ASX Continues to Fly High Despite the Struggling Economy


Analysts warn against optimism in the share market as Australia's economy chalks out its slowest growth in decades and indications of potential interest rate cuts remain.

The Australian share market lost more than $100 billion last month in the global sell-off sparked by fears of a possible U.S. recession. But the ASX 200 rebounded from its initial drop and is now closing in on record highs despite disappointing results from the corporate reporting season, as shown below.

Earning downgrades for most ASX 200

As hundreds of companies unveiled their finances, the bigger picture for the corporate sector and the overall economy snapped into sharp focus. The Reserve Bank of Australia is poised to cut interest rates before the end of this year amid the Australian economy's weakest growth since the early 1990s, challenges from its largest trading partner China, and the prospect of a global economic slowdown.

Recent GDP data had confirmed sharp economic slowdowns, with consumers being squeezed by high inflation and a "per capita recession." Yet the close-to-record highs of the ASX reflect investor hopes of deep interest rate cuts by central banks in the coming months. While the European Central Bank and the U.S. Federal Reserve are expected to cut rates, with higher inflation than most other nations, the RBA must wait for substantial slowing of consumer prices before following suit.

Money markets expect the RBA to start cutting rates from February, but those forecasts have frequently proved wrong. Global stock markets - including Australia's - have held near record levels through a rocky period last month, and UBS analyst Richard Schellbach observes that ASX 200 valuations look lofty despite a mediocre corporate reporting season.

"We think the elevated levels are justified because our base case remains that a soft landing is engineered here in the Australian economy," Schellbach told the ABC.

These valuations, he said, reflect the quality of the Australian companies and their resilience to the economic cycles. Sectors like mining were hurt due to lower demand from China, impacting Australian exports of commodities such as coal and iron ore.

"Certainly what we're seeing — and this fits in with the winner-takes-it-all cycle that we're in — the best retailers, the best banks, the best industrial companies are weathering the storm so much better," he said.

"They are gaining market share, and we expect this to continue into the future."

This has favoured the large and more dominant companies, which are better equipped to weather this storm compared to the smaller and medium-sized businesses battling with cost management and struggling market share. That would fall specifically on the fact that the share price of Commonwealth Bank is up 40 per cent in the last year alone, trading not far from all-time highs.

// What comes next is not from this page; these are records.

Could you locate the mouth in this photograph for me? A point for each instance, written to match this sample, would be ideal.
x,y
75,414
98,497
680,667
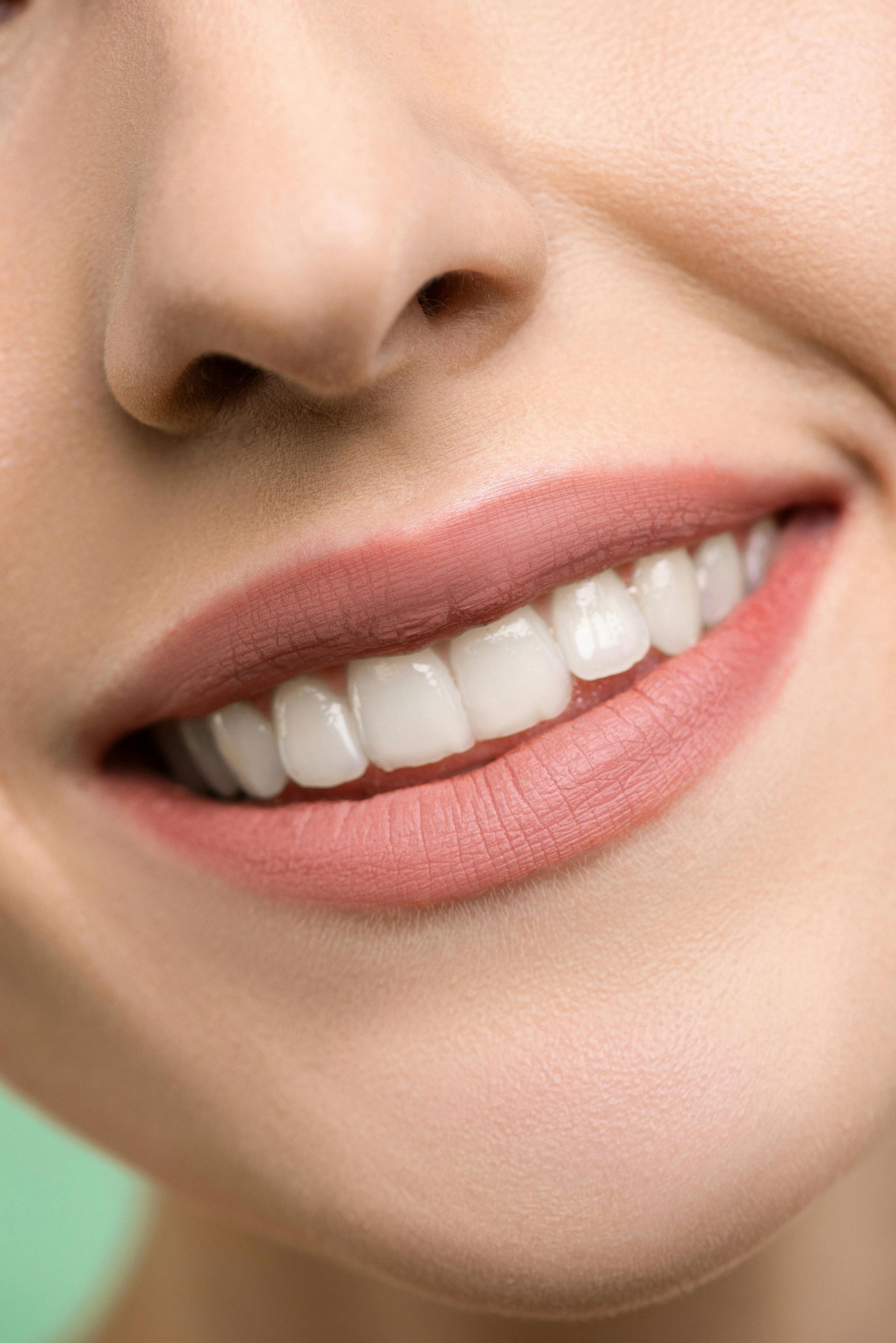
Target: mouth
x,y
444,711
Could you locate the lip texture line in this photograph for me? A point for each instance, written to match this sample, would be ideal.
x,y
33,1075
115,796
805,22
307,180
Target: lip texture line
x,y
401,591
569,790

However, despite the net profit sliding 6% to $9.5 billion, the CBA's valuation remains high; therefore, overvaluation comes forth in its price-to-earnings ratio of 24, corresponding more to those technology companies that develop at a fast pace rather than safe traditional blue chip typical Australian banking stocks.

ASX valuations and other global stock market valuations

Partly, the high valuation reflects investors holding on to shares to avoid capital gains taxes, while CBA's significant weighting in the ASX 200 drives money institutional investment strategies.

Looking ahead, the major sectors of Australian finance and resources face risks from possible rate cuts and volatile commodity prices. Jame Hannah, deputy head of investments and capital markets at VanEck, says the risks are high from current peak market levels, although some sectors may be better positioned for investors.

"The risks are still high because of where the market is, at all-time highs," Mr Hannah said.

"But gold equities, some infrastructure, assets and property, if we avoid a recession, are some of the strongest areas for investors to be looking at."